Светлый фон

— Помнишь, что он сказал мне давно, в классе десятом, по-моему? — напоминаю я. — Когда в любви объяснялся?

— Освежи! — по-деловому просит Сашка.

— Он сказал, что любит меня. Что будет любить всю жизнь. Что дождется, когда и я его полюблю. Что ему трудно представить меня рядом с кем-то другим. Но, если я выберу другого, он будет ждать. Правда, добавил, сжав кулаки, если сможет отдать другому. А он не сможет. Всё, — повторяю я слова, отложившиеся на подкорке.
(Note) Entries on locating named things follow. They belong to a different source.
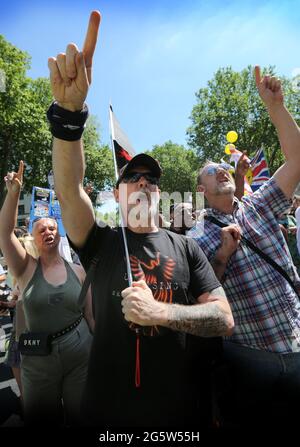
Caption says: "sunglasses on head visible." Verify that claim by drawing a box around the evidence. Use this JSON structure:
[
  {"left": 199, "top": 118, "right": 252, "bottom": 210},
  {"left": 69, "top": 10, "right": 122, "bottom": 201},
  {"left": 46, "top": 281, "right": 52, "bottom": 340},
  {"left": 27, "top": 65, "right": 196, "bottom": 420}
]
[
  {"left": 205, "top": 163, "right": 231, "bottom": 175},
  {"left": 122, "top": 172, "right": 159, "bottom": 185}
]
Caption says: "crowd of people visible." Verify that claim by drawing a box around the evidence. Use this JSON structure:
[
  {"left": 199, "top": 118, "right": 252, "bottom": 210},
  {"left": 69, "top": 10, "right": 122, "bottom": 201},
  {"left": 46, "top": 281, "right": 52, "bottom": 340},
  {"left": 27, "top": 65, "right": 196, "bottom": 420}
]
[{"left": 0, "top": 11, "right": 300, "bottom": 428}]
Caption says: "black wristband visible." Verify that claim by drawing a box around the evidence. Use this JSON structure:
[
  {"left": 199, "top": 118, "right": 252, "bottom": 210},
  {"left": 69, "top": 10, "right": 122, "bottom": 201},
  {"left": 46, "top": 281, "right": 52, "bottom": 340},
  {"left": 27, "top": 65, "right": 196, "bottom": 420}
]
[{"left": 47, "top": 102, "right": 89, "bottom": 141}]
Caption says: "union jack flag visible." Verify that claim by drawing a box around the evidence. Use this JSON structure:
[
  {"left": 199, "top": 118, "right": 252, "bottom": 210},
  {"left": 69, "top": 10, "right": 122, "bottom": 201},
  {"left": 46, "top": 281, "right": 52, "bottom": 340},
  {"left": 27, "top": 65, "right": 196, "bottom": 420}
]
[{"left": 251, "top": 149, "right": 270, "bottom": 192}]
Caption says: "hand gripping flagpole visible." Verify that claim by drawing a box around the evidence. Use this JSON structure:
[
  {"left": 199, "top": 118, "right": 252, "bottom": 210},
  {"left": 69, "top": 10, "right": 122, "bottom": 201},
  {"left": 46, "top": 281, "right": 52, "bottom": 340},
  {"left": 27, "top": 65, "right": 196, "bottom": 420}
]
[{"left": 109, "top": 104, "right": 132, "bottom": 287}]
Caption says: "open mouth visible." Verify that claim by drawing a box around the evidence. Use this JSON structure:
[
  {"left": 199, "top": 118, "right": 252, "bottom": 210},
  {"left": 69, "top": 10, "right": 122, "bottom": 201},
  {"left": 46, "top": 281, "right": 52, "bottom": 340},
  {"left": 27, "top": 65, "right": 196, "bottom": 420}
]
[{"left": 44, "top": 235, "right": 54, "bottom": 244}]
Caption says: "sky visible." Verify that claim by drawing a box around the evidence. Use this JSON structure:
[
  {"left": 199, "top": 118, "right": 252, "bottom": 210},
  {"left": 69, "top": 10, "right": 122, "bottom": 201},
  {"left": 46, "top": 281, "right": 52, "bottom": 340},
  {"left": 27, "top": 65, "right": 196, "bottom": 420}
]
[{"left": 0, "top": 0, "right": 300, "bottom": 152}]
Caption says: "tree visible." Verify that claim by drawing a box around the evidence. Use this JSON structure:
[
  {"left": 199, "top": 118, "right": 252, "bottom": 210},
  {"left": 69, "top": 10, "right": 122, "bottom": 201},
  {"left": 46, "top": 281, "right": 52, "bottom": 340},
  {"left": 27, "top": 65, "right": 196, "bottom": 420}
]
[
  {"left": 148, "top": 141, "right": 199, "bottom": 198},
  {"left": 187, "top": 66, "right": 300, "bottom": 173},
  {"left": 83, "top": 116, "right": 115, "bottom": 191},
  {"left": 0, "top": 36, "right": 51, "bottom": 204},
  {"left": 0, "top": 36, "right": 114, "bottom": 206}
]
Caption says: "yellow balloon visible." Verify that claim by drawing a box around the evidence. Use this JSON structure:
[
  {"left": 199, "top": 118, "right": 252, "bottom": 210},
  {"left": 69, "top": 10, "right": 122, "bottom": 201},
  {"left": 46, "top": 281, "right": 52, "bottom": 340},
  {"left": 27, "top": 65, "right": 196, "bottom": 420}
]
[
  {"left": 246, "top": 169, "right": 253, "bottom": 185},
  {"left": 226, "top": 130, "right": 238, "bottom": 143},
  {"left": 225, "top": 143, "right": 235, "bottom": 155}
]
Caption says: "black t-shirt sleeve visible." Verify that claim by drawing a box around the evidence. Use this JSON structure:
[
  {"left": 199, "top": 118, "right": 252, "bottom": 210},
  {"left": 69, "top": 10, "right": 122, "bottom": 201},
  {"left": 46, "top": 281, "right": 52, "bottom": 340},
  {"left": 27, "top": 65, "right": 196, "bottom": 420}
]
[
  {"left": 68, "top": 223, "right": 113, "bottom": 270},
  {"left": 187, "top": 238, "right": 221, "bottom": 299}
]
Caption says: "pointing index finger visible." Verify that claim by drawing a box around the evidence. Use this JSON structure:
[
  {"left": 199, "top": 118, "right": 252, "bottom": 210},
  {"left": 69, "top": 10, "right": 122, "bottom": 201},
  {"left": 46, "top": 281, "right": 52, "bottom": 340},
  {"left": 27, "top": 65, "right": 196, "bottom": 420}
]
[
  {"left": 82, "top": 11, "right": 101, "bottom": 82},
  {"left": 254, "top": 65, "right": 261, "bottom": 87}
]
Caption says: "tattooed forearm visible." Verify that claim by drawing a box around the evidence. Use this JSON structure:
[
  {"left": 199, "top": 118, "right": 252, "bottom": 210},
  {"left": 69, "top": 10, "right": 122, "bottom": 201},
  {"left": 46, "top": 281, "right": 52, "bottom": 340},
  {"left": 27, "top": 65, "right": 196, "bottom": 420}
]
[{"left": 166, "top": 302, "right": 232, "bottom": 337}]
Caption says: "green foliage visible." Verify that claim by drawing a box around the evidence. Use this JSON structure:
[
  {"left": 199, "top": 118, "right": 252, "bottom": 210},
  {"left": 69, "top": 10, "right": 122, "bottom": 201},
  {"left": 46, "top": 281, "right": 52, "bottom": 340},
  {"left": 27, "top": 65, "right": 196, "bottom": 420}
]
[
  {"left": 187, "top": 66, "right": 300, "bottom": 173},
  {"left": 148, "top": 141, "right": 199, "bottom": 197},
  {"left": 0, "top": 36, "right": 51, "bottom": 203}
]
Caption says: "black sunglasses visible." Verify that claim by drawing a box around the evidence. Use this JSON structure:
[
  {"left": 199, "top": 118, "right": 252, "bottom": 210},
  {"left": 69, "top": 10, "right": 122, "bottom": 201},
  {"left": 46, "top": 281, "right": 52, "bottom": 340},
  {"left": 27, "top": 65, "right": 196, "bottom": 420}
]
[{"left": 121, "top": 172, "right": 159, "bottom": 185}]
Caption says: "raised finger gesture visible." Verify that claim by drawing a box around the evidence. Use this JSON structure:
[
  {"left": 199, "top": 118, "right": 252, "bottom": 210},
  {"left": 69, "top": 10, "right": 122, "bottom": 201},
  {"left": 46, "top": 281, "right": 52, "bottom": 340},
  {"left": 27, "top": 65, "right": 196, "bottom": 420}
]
[
  {"left": 48, "top": 11, "right": 101, "bottom": 111},
  {"left": 255, "top": 66, "right": 283, "bottom": 107},
  {"left": 4, "top": 160, "right": 24, "bottom": 193}
]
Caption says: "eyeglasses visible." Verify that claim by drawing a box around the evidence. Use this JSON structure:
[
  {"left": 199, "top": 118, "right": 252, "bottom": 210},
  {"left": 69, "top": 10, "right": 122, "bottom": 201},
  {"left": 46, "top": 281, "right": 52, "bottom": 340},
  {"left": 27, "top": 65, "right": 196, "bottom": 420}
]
[
  {"left": 205, "top": 163, "right": 232, "bottom": 175},
  {"left": 121, "top": 172, "right": 159, "bottom": 185}
]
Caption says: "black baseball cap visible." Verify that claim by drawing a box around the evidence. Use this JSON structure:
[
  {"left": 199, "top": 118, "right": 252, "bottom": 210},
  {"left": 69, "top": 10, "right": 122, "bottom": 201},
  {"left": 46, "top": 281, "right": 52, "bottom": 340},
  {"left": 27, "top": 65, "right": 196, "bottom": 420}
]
[{"left": 116, "top": 154, "right": 162, "bottom": 188}]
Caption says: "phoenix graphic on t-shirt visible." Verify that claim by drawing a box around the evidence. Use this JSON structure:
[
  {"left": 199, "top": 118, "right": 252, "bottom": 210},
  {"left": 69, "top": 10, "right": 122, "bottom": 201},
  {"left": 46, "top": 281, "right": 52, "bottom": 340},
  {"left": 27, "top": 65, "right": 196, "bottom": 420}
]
[{"left": 130, "top": 252, "right": 176, "bottom": 336}]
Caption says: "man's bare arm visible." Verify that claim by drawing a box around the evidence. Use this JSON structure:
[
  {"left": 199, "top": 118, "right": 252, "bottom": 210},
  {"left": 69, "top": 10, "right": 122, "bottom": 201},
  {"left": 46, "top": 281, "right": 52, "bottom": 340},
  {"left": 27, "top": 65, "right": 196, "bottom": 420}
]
[
  {"left": 48, "top": 11, "right": 100, "bottom": 247},
  {"left": 122, "top": 281, "right": 234, "bottom": 337},
  {"left": 162, "top": 287, "right": 234, "bottom": 337}
]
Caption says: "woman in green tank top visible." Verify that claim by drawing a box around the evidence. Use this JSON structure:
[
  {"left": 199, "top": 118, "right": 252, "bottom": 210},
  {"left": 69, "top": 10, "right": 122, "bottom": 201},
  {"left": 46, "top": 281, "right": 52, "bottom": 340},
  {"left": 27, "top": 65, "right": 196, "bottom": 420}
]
[{"left": 0, "top": 161, "right": 94, "bottom": 426}]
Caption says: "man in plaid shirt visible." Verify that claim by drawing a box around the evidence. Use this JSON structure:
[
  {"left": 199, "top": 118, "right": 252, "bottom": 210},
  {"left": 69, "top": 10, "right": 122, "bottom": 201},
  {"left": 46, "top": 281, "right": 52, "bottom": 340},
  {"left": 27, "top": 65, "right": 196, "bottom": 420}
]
[{"left": 189, "top": 67, "right": 300, "bottom": 426}]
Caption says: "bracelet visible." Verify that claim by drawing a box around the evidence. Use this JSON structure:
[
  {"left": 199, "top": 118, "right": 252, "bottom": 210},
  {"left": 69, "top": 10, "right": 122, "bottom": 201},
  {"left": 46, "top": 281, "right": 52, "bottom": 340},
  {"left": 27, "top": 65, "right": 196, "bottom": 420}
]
[{"left": 47, "top": 101, "right": 89, "bottom": 141}]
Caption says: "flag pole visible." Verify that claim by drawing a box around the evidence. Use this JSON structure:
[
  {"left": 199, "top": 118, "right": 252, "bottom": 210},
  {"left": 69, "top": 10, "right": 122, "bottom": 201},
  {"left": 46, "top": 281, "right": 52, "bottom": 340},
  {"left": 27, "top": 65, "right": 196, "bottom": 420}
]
[{"left": 109, "top": 103, "right": 132, "bottom": 286}]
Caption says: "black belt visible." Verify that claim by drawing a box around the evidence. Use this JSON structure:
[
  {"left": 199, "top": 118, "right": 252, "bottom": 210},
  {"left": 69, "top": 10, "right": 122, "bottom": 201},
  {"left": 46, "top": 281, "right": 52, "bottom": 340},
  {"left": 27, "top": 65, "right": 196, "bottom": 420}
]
[{"left": 51, "top": 315, "right": 83, "bottom": 340}]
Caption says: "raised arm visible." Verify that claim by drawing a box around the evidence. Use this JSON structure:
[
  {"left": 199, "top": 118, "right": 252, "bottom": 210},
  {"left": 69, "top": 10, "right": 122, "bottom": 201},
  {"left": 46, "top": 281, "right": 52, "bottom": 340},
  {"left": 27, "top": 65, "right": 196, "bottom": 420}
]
[
  {"left": 48, "top": 11, "right": 101, "bottom": 247},
  {"left": 0, "top": 161, "right": 30, "bottom": 278},
  {"left": 255, "top": 66, "right": 300, "bottom": 197}
]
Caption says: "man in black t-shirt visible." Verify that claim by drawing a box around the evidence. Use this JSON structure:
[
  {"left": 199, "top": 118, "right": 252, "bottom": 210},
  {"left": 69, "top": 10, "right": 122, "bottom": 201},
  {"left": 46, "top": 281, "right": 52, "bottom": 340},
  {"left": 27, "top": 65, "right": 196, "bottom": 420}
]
[{"left": 48, "top": 12, "right": 233, "bottom": 426}]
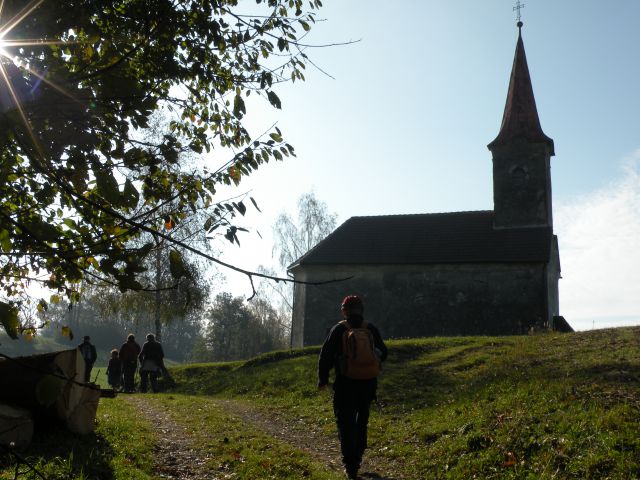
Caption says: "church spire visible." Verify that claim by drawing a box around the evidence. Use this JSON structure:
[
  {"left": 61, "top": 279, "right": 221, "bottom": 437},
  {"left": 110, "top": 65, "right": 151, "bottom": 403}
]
[{"left": 487, "top": 21, "right": 555, "bottom": 155}]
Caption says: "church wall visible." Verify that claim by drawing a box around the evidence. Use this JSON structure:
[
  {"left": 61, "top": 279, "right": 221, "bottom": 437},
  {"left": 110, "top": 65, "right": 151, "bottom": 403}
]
[
  {"left": 493, "top": 139, "right": 553, "bottom": 228},
  {"left": 547, "top": 235, "right": 560, "bottom": 326},
  {"left": 292, "top": 264, "right": 547, "bottom": 347}
]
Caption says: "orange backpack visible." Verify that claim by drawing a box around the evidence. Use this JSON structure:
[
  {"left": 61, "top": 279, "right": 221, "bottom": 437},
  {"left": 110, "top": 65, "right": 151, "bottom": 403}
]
[{"left": 340, "top": 320, "right": 380, "bottom": 380}]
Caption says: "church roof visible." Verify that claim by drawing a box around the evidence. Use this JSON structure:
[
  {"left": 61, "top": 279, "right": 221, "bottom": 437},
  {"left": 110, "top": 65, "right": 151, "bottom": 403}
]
[
  {"left": 487, "top": 22, "right": 555, "bottom": 155},
  {"left": 289, "top": 211, "right": 553, "bottom": 269}
]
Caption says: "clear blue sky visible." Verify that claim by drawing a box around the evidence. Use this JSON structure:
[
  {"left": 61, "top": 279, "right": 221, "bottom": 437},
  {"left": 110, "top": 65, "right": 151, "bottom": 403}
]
[{"left": 214, "top": 0, "right": 640, "bottom": 329}]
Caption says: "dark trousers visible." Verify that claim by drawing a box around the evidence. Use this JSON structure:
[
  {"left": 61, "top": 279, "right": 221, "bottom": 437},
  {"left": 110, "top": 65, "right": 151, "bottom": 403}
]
[
  {"left": 84, "top": 362, "right": 93, "bottom": 383},
  {"left": 140, "top": 370, "right": 158, "bottom": 393},
  {"left": 333, "top": 380, "right": 375, "bottom": 472},
  {"left": 122, "top": 360, "right": 138, "bottom": 392}
]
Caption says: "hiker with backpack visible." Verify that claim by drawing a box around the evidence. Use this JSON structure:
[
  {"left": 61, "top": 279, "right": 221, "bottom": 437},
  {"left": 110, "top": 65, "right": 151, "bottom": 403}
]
[
  {"left": 318, "top": 295, "right": 387, "bottom": 479},
  {"left": 138, "top": 333, "right": 164, "bottom": 393}
]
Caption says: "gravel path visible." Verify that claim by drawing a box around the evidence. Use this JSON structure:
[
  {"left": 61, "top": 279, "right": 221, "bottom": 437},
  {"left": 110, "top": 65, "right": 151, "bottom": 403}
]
[{"left": 126, "top": 396, "right": 400, "bottom": 480}]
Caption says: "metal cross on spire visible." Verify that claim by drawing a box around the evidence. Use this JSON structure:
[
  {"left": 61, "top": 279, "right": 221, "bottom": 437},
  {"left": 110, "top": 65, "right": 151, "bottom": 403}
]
[{"left": 513, "top": 0, "right": 524, "bottom": 23}]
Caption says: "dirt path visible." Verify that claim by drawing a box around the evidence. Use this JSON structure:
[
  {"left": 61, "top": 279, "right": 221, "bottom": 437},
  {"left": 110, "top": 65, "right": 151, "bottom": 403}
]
[
  {"left": 125, "top": 395, "right": 219, "bottom": 480},
  {"left": 216, "top": 400, "right": 399, "bottom": 480},
  {"left": 126, "top": 396, "right": 399, "bottom": 480}
]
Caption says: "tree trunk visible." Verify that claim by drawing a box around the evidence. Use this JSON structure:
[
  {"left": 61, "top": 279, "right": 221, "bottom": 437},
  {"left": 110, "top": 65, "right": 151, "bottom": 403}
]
[
  {"left": 153, "top": 239, "right": 162, "bottom": 342},
  {"left": 0, "top": 349, "right": 100, "bottom": 434}
]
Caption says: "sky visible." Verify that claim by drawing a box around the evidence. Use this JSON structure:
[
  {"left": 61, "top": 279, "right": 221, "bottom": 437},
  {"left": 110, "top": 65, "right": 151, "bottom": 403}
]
[{"left": 208, "top": 0, "right": 640, "bottom": 330}]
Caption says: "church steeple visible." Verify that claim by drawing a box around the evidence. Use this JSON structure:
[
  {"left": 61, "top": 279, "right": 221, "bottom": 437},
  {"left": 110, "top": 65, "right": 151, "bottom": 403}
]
[
  {"left": 487, "top": 22, "right": 555, "bottom": 156},
  {"left": 487, "top": 23, "right": 554, "bottom": 228}
]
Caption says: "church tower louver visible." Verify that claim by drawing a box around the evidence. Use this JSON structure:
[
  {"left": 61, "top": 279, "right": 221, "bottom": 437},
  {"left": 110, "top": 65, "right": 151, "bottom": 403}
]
[{"left": 488, "top": 22, "right": 554, "bottom": 228}]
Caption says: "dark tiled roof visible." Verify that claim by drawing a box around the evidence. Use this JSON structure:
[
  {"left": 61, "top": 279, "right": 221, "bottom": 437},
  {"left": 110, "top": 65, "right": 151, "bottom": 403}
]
[
  {"left": 289, "top": 211, "right": 552, "bottom": 269},
  {"left": 488, "top": 25, "right": 554, "bottom": 155}
]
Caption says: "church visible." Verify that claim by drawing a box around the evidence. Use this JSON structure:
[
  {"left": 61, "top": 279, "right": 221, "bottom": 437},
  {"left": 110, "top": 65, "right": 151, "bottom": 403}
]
[{"left": 288, "top": 22, "right": 571, "bottom": 347}]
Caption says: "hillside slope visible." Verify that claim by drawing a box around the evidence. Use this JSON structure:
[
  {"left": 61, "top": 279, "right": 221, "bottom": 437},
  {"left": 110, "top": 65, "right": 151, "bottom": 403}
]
[{"left": 172, "top": 328, "right": 640, "bottom": 479}]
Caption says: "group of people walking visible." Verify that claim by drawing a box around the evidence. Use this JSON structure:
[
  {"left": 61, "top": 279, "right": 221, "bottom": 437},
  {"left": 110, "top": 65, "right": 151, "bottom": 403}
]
[
  {"left": 78, "top": 295, "right": 387, "bottom": 479},
  {"left": 78, "top": 333, "right": 166, "bottom": 393}
]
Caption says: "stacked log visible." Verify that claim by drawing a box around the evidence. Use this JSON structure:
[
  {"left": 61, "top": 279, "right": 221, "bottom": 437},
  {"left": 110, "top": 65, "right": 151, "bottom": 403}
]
[
  {"left": 0, "top": 349, "right": 100, "bottom": 440},
  {"left": 0, "top": 403, "right": 33, "bottom": 449}
]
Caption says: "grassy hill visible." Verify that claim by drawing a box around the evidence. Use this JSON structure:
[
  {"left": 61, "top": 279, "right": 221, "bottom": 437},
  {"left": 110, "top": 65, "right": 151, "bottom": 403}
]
[{"left": 0, "top": 328, "right": 640, "bottom": 479}]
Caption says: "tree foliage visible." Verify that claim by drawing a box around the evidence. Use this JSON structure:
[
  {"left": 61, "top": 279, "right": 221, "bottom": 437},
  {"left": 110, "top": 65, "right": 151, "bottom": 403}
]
[
  {"left": 193, "top": 293, "right": 288, "bottom": 361},
  {"left": 273, "top": 192, "right": 338, "bottom": 269},
  {"left": 0, "top": 0, "right": 321, "bottom": 332}
]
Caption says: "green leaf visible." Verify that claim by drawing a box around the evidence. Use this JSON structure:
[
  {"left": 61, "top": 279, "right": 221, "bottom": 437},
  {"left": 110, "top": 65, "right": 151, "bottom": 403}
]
[
  {"left": 36, "top": 375, "right": 67, "bottom": 407},
  {"left": 24, "top": 217, "right": 60, "bottom": 242},
  {"left": 169, "top": 249, "right": 187, "bottom": 280},
  {"left": 123, "top": 178, "right": 140, "bottom": 208},
  {"left": 118, "top": 275, "right": 143, "bottom": 292},
  {"left": 0, "top": 230, "right": 13, "bottom": 252},
  {"left": 233, "top": 95, "right": 247, "bottom": 118},
  {"left": 0, "top": 302, "right": 20, "bottom": 340},
  {"left": 93, "top": 170, "right": 121, "bottom": 205},
  {"left": 267, "top": 90, "right": 282, "bottom": 109},
  {"left": 249, "top": 197, "right": 262, "bottom": 213}
]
— Вспомнила! — почти кричит Сашка. — Еще Варька тогда заявила о том, как неожиданно Сергей-Филипп с грустными красивыми глазами орангутанга оказался романтиком. И завидовала тебе, потому что Макс никак не объяснялся ей в любви.

— Это не романтика. Это явно что-то другое, — спорю я. — По моим ощущениям, по сравнению с ним Верещагин просто Владимир Ленский.

Сашка вздыхает и очень деликатно спрашивает:

— Может, всё дело в том, что Верещагин тебе нравится, а Сергей-Филипп нет?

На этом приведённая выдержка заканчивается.